More broadly: when two projects fork (LXD/Incus), their CLIs diverge in flag-level details, not just major features. Treat fork divergence like a breaking API version, not a patch release. If you search "lxc disk device uid" and find an answer, check whether the answer is about LXD or Incus — the commands look identical but the runtime rejects them.
Bug 3 (stdin hang) reveals a class of error that no amount of unit testing catches: the script's execution envelope changed its semantics. The same lxc profile create command works in a terminal and hangs when piped through multipass exec. The developer tested the commands interactively (where stdin is a TTY) and assumed the script would behave identically when orchestrated (where stdin is a pipe).
Prevention principle: For every script that will be invoked by another tool (not directly by a human), write down the stdin/stdout/stderr contract explicitly. Ask: "What is stdin connected to when this runs in production?" If the answer is "a pipe from an orchestrator," then every subprocess that might read stdin must be audited. The < /dev/null pattern is not a hack — it is the correct explicit declaration that "this command does not consume input." The default should be closed stdin for non-interactive subcommands, opened only for those that need it (like lxc exec for shells).

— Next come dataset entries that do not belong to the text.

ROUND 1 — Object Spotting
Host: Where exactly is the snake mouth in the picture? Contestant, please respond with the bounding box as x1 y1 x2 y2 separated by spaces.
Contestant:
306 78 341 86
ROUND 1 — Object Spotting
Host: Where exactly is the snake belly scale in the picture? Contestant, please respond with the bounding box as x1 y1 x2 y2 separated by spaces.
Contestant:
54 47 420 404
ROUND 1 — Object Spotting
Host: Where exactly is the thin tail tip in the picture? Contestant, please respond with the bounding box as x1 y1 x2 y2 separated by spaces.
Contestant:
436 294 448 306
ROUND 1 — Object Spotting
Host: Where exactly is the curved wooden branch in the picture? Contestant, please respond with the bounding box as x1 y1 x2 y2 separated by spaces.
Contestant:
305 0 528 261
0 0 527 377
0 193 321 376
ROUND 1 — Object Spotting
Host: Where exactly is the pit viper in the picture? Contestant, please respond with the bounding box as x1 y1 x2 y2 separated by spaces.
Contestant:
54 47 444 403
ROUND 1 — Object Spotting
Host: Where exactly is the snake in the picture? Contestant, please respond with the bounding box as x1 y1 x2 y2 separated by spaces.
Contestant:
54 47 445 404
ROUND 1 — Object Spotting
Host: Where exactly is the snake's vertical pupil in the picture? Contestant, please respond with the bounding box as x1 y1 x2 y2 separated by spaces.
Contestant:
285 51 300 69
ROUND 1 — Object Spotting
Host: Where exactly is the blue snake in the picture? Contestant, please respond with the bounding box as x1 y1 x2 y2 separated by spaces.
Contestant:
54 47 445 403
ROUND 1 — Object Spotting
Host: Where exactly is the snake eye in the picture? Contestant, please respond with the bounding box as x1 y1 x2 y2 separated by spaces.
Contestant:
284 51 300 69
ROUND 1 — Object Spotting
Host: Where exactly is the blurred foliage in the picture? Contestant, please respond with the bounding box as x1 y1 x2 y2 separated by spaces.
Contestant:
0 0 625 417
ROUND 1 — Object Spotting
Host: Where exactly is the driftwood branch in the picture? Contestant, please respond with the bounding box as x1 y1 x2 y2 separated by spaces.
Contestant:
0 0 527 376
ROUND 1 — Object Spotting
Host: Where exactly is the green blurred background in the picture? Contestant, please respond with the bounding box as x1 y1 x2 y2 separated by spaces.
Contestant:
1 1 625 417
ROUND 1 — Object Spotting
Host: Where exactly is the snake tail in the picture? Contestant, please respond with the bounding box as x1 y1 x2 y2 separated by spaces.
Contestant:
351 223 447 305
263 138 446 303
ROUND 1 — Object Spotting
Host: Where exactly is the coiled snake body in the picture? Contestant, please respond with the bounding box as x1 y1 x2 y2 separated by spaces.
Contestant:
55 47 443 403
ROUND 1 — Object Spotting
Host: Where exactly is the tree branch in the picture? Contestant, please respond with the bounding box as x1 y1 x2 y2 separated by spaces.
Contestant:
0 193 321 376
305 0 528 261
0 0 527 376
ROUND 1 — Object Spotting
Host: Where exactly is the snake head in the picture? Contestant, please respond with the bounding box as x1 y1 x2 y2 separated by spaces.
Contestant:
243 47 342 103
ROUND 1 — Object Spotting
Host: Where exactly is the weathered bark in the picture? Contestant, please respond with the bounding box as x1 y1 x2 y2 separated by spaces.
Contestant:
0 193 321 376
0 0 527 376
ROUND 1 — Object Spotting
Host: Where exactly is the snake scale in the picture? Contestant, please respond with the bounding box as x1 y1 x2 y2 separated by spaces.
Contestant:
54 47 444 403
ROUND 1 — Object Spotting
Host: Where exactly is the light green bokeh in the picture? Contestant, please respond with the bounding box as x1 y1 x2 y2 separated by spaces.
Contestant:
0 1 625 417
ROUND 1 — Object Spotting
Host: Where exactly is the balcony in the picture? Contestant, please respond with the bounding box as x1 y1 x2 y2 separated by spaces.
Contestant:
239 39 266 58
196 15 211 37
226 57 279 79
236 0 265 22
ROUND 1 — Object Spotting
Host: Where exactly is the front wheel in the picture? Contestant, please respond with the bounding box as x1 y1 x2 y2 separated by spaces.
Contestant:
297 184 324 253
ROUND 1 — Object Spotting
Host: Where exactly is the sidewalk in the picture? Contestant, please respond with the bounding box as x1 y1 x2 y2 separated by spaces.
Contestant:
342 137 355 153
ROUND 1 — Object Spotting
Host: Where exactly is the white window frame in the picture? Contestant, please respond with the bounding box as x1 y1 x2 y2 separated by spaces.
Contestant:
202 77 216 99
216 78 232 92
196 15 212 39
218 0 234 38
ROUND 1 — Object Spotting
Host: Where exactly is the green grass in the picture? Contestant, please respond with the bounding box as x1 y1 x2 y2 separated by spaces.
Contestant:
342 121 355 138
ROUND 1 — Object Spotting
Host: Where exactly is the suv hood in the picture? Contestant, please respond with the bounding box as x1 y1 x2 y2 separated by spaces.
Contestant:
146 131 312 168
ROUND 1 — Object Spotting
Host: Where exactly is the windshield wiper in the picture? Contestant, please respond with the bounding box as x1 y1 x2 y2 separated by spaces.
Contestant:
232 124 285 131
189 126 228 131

This generalizes beyond stdin: environment variables, working directory, TTY detection, locale, and signal handling all constitute the execution envelope. When you change how a script is invoked (cron, systemd, SSH, multipass exec, Docker exec), you change this envelope. A checklist of "what changes when invoked non-interactively" should precede any orchestrated deployment.
Bug 4 (shift=true on SSHFS) is a late-binding failure: the invalid configuration was accepted at profile creation time and only rejected at container launch time. The fix for bug 4 introduced bug 5 (uid/gid options rejected) — a second late-binding failure, this time at device addition. This created a cascade where each "fix" discovered the next incompatibility one layer deeper.
Prevention principle: When designing fallback chains for platform-dependent configuration, validate the fallback before you need it. The code tried shift=true first, and when it failed, fell back to uid=1000 gid=1000. But neither fallback was tested proactively — both were only discovered to be broken when the previous option failed at runtime. A correct approach: at preflight time, create a throwaway test profile, attempt each configuration variant, and record which one succeeds. Then use only the validated path for the real container. This transforms a runtime cascade into a preflight decision.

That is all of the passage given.